Words Speak Louder Than Code: Investigating Cognitive Heuristics in LLM-Based Code Vulnerability Detection

2026-06-29Cryptography and Security

Cryptography and SecurityArtificial Intelligence
AI summary

The authors studied how big AI language models check computer code for security problems and found these models can be tricked by mental shortcuts, similar to how humans can be biased. They created tests that kept the code the same but changed the surrounding information to see if it influenced the models' decisions. Results showed the models often made different vulnerability judgments based on this extra context, especially when the problem needed deeper understanding. The authors also showed it’s possible to exploit these biases to hide security issues in code from the models.

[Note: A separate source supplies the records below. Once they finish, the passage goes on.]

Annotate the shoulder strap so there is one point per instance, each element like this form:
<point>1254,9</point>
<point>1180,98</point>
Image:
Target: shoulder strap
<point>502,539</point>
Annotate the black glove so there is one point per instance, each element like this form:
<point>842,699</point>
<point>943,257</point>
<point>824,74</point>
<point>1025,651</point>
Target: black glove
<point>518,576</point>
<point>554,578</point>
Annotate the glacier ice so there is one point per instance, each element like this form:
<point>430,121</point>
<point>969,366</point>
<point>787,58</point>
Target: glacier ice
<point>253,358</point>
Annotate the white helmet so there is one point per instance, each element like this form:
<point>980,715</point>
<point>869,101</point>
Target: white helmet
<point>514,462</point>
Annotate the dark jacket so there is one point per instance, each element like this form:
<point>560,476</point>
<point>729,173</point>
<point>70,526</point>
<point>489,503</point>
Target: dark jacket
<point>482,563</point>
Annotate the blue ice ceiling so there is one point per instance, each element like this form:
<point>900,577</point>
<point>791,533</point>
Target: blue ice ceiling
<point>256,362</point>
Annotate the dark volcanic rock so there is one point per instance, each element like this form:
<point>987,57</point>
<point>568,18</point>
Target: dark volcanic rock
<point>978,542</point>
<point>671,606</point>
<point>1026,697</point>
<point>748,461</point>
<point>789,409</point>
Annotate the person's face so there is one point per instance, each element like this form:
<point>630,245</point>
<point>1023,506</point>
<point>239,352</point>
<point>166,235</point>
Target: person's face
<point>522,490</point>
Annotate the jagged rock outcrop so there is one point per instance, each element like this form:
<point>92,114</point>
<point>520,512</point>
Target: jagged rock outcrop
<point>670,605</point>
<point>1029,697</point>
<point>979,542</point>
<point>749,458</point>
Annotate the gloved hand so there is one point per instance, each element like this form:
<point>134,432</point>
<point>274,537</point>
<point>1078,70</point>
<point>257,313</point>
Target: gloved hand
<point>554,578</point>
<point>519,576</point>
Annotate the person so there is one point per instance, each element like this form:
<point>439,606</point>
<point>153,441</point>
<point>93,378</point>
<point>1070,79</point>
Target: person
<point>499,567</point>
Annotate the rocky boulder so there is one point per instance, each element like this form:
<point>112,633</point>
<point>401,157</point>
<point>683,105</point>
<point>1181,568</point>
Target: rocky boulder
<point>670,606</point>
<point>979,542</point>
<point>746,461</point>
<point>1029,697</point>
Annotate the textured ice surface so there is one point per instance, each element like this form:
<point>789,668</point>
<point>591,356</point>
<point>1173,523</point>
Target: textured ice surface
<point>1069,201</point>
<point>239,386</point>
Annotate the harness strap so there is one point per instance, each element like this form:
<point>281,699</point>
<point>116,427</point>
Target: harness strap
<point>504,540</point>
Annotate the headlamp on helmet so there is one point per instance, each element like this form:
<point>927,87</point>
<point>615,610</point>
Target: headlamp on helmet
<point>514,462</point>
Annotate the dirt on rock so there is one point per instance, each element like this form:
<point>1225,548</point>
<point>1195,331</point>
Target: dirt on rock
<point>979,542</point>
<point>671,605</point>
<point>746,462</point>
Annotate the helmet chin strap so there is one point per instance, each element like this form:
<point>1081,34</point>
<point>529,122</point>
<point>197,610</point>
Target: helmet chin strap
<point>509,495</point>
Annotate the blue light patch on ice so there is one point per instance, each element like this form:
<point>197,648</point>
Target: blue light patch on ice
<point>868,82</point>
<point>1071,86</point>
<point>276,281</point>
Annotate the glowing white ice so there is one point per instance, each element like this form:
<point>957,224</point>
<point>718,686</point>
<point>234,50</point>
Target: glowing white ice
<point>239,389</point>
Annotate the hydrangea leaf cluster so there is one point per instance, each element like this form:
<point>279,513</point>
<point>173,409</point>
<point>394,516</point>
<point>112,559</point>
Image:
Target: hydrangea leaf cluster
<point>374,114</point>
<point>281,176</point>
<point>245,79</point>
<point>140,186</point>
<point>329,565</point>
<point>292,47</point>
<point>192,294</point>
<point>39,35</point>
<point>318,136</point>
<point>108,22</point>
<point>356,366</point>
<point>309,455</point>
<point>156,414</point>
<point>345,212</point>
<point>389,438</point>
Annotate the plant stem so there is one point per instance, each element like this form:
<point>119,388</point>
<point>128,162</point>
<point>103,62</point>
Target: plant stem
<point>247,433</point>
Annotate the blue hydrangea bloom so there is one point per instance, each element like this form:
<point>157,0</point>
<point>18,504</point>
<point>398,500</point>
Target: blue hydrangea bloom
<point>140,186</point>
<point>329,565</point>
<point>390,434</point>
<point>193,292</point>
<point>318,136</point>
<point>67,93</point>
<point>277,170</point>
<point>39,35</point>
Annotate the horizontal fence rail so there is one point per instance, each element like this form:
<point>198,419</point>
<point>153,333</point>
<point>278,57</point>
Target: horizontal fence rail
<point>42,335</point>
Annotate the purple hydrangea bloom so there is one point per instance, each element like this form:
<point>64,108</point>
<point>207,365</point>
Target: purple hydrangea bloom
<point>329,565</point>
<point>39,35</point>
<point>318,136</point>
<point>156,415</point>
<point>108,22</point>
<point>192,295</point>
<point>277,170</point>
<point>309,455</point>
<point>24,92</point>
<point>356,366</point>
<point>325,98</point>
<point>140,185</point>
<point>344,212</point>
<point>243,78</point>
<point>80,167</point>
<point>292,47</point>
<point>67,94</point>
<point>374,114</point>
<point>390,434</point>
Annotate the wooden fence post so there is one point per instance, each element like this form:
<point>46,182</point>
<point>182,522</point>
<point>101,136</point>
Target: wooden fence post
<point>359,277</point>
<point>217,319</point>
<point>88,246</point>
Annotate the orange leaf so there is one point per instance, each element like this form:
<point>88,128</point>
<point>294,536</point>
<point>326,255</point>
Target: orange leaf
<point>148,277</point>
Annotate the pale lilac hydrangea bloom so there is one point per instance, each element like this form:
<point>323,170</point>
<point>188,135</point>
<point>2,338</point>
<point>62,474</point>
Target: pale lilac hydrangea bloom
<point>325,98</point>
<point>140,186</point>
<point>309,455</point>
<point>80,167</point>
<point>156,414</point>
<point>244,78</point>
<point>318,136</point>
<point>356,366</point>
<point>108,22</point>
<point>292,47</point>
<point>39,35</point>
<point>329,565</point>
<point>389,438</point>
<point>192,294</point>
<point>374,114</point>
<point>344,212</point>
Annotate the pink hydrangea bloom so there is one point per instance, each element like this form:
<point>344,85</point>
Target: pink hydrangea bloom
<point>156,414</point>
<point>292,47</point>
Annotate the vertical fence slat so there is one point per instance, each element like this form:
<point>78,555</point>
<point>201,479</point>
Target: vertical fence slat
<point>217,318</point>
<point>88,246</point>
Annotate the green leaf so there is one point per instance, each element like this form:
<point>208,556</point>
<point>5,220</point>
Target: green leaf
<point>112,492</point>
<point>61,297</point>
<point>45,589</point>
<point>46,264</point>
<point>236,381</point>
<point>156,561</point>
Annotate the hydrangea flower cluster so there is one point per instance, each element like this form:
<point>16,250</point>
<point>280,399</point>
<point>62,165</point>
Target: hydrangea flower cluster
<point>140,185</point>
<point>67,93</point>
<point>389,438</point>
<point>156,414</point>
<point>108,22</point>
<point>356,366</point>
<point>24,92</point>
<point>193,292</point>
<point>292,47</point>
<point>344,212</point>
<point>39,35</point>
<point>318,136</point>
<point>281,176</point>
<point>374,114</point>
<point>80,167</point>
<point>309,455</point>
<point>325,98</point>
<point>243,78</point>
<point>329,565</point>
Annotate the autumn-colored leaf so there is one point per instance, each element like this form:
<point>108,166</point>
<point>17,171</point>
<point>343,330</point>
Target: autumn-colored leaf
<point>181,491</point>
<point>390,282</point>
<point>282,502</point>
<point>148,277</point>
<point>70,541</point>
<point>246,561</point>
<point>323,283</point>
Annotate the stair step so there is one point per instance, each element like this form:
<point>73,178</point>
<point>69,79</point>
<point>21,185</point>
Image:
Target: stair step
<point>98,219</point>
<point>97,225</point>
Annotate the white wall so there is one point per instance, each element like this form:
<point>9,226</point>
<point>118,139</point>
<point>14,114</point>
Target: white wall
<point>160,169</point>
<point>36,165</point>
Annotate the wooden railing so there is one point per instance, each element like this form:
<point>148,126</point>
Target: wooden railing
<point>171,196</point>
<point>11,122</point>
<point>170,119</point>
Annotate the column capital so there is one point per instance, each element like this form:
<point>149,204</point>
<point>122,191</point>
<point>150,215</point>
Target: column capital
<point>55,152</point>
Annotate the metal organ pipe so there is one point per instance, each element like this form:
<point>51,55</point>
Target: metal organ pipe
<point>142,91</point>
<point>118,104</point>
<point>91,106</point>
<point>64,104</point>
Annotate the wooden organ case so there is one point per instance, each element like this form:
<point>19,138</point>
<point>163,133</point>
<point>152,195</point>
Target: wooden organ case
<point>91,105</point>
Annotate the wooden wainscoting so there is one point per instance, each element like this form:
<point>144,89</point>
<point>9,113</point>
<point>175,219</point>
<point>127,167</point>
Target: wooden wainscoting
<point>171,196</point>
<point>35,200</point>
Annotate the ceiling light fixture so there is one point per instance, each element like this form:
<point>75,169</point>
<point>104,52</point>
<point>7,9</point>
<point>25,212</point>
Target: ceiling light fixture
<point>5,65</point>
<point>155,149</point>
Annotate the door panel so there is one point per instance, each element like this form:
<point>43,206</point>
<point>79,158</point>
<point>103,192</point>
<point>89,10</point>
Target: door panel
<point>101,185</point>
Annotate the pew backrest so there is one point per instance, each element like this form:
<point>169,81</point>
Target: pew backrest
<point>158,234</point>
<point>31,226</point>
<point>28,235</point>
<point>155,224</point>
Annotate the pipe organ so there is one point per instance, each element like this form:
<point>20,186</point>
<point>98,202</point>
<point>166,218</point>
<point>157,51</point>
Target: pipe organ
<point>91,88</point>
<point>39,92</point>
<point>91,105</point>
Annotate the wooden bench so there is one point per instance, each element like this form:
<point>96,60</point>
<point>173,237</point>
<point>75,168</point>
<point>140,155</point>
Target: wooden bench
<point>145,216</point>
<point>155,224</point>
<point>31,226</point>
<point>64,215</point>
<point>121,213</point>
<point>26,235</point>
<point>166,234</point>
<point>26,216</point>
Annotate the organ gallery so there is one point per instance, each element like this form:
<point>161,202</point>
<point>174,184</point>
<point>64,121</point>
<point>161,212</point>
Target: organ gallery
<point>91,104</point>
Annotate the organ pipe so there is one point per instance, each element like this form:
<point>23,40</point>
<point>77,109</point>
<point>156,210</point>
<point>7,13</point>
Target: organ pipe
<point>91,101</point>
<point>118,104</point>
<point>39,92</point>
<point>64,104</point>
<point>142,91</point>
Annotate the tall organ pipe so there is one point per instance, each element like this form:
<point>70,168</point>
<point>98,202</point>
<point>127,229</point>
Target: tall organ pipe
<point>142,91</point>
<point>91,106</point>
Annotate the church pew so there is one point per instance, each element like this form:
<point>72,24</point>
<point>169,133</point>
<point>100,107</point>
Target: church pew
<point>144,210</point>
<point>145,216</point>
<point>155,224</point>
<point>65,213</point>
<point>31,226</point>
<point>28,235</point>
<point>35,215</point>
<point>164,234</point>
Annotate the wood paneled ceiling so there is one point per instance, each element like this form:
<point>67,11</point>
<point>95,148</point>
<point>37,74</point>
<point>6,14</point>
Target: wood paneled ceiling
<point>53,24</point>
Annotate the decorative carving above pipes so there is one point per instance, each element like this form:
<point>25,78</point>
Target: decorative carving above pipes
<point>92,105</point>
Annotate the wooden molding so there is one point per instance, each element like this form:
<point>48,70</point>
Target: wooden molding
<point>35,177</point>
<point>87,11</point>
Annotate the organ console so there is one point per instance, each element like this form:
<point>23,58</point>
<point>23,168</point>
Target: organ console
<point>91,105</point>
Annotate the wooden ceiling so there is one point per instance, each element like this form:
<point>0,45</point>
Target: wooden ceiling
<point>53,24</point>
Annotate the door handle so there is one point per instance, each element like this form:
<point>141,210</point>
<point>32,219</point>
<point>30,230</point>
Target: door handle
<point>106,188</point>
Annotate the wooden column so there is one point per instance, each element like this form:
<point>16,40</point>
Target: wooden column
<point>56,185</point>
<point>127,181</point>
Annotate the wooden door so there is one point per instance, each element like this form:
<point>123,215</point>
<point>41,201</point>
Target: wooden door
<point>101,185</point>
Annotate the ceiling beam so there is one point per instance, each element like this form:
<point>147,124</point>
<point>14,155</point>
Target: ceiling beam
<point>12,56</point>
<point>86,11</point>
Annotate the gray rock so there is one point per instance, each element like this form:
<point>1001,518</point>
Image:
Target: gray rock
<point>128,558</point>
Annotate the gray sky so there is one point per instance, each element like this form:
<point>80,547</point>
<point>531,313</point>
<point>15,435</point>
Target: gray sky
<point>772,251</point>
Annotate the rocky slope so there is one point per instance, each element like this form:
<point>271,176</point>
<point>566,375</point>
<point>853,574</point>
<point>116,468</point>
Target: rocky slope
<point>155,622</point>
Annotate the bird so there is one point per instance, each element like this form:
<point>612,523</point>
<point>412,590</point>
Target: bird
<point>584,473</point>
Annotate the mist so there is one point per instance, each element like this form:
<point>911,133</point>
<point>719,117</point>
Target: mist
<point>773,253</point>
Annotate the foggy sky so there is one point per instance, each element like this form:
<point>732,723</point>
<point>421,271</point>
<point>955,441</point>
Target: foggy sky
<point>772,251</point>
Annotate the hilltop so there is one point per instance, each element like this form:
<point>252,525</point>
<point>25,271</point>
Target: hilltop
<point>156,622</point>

Large Language ModelsVulnerability DetectionCognitive HeuristicsHalo EffectFraming EffectAnchoring EffectSemantic ReasoningCode SecurityBlack-box Attack
Authors
Asif Shahriar, Hongyu Cai, Hadjer Benkraouda, Gang Wang, Z. Berkay Celik
Abstract
Researchers and practitioners increasingly apply Large Language Models (LLMs) for automated vulnerability detection. Recent work has shown that LLMs are susceptible to the same cognitive heuristics that bias human judgment. Yet, no work has investigated whether these heuristics affect a model's assessment of code vulnerabilities. In this paper, we present the first systematic exploration of cognitive heuristics in LLM-driven code vulnerability detection. We introduce a controlled framework that holds the code fixed and only varies the surrounding context to trigger three cognitive heuristics: the halo effect through author attribution, the framing effect through task objectives and consequences, and the anchoring effect through prior analysis results. Within this framework, we evaluate eight LLMs across three programming languages and perform both quantitative and code-level analyses. Our findings demonstrate that all evaluated models are susceptible to these heuristics. Cross-model average susceptibility is highest for framing at 33.2%, followed by anchoring at 23.5% and halo at 18.4%. Code-level analysis reveals that vulnerabilities that require semantic reasoning for detection are more susceptible to cognitive heuristics than those identifiable through pattern matching. Furthermore, models often change their verdict from safe to vulnerable based on the cognitive condition, without accurately identifying the actual vulnerability. To highlight the practical impact, we demonstrate a proof-of-concept black-box cognitive attack that can suppress up to 97% of previously detected vulnerabilities. These findings indicate that cognitive susceptibility is a consistent and exploitable property of LLM-based vulnerability detection.